13 Feb 2017 9:00 AM | Anonymous

The Friends are celebrating our one year anniversary since diving into the very tough task of managing and working to transform about an acre of Oleta parkland, which had become a blighted space, overrun with some of the worst invasives in years prior.  We had a leg up thanks to the City of North Miami Beach, who had done clearing of the space to help remedy problems arising from huge amounts of waste and trash dumped there plus vagrants living on the parkland.

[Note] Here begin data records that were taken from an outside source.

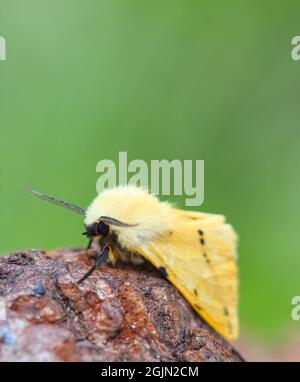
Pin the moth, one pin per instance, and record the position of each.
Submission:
(195, 251)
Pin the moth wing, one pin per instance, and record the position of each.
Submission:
(199, 256)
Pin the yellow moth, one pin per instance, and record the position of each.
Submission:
(195, 251)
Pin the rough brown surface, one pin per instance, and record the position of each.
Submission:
(126, 313)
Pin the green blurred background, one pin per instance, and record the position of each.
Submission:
(208, 80)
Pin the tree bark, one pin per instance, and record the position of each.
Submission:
(121, 313)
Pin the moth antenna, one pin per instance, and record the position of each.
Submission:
(58, 202)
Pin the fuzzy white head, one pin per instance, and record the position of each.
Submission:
(135, 206)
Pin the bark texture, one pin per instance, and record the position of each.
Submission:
(125, 313)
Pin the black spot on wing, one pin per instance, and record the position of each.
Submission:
(163, 272)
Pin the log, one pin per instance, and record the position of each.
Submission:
(121, 313)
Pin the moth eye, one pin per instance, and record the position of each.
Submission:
(102, 228)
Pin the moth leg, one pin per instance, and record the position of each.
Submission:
(101, 257)
(89, 245)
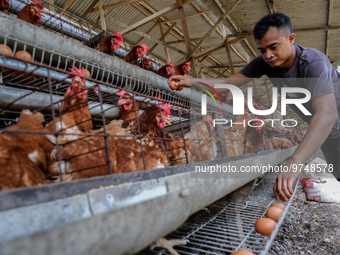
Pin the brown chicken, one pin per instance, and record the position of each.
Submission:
(110, 44)
(127, 110)
(75, 113)
(203, 141)
(182, 69)
(87, 158)
(151, 124)
(167, 70)
(145, 63)
(4, 6)
(234, 136)
(136, 53)
(29, 121)
(32, 12)
(24, 157)
(178, 154)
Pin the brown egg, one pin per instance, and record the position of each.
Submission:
(172, 85)
(274, 213)
(242, 252)
(8, 50)
(279, 205)
(23, 55)
(87, 74)
(265, 226)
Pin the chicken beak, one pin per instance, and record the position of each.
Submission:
(168, 121)
(121, 101)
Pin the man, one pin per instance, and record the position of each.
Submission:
(281, 58)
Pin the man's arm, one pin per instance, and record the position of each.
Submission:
(236, 79)
(325, 115)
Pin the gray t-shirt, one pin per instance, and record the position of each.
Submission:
(311, 70)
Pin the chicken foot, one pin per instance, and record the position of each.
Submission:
(168, 244)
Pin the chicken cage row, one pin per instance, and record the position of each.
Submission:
(63, 23)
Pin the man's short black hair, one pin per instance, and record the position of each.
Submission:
(278, 20)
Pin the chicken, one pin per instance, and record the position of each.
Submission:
(32, 12)
(182, 69)
(29, 121)
(110, 44)
(75, 113)
(22, 161)
(234, 136)
(281, 143)
(24, 156)
(169, 244)
(203, 141)
(167, 70)
(136, 53)
(127, 110)
(151, 124)
(4, 6)
(145, 64)
(178, 154)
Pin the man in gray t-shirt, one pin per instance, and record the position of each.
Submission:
(292, 65)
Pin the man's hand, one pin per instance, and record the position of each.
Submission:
(180, 80)
(283, 187)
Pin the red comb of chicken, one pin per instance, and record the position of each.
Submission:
(121, 93)
(76, 71)
(165, 107)
(145, 48)
(119, 35)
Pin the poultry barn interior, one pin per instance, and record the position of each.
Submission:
(96, 146)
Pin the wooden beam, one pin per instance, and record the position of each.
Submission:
(101, 14)
(87, 11)
(180, 7)
(163, 35)
(149, 8)
(330, 12)
(211, 70)
(207, 35)
(212, 29)
(68, 5)
(156, 21)
(206, 17)
(115, 5)
(188, 16)
(237, 29)
(305, 29)
(227, 48)
(154, 16)
(148, 37)
(271, 5)
(148, 32)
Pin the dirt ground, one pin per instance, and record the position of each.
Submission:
(309, 227)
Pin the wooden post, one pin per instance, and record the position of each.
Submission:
(186, 36)
(101, 14)
(163, 36)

Our next big boost came from a generous donation of trees/shrubs and a planting team for our 2016  Earth/Arbor Day event from SFM Services, Inc. and FIU-SEAS also agreed to partner with us to reclaim and restore the land.  SFM donated two gorgeous tall Buttonwood trees and 75 cocoplum shrubs, along with completing the hard work of planting them into rocky, highly disturbed soil.

After planting several hundred native wildflowers and butterfly/pollinator-sustaining plants (including trees), we are extremely proud of what we have accomplished thus far with a big group of amazing volunteers.  We have boosted biodiversity and local ecosystems by planting many native species, to include: Wild Limes, White Stoppers, Geiger Tree, Cinnecord, Locust Berries, White Indigo Berries, Gumbo Limbo, Satinleaf, Sea Grapes, Dahoon Hollies, Seaside Goldenrods, Sea Oxeye Daisies, Pineland Lantanas, Scorpiontalls, Lantana Involucrata, Blanketflowers, Muhly grasses, Biscayne Prickly Ashes + more.  Thank you to Alexander Landscaping and Tree Farm for generously donating some native 15-gallon trees!  

We are also choosing species known to bring the benefits of Green Infrastructure.  The sunflower, goldenrod and native grass families have shown to be excellent at phytoremediation - which means they are good at removing many of the worst pollutants typically found in urban rainwater runoff - which naturally flows through this highly urbanized land (part of our watershed) towards coastal waters. Native plants do not require irrigation (once established) and powerful root systems reduce erosion.  Native planting also begins natures' processes to rebuild healthy soils. These are just a few of the benefits our planting provides the community, not to mention education and a place to connect with nature and more...we will be posting on these issues soon!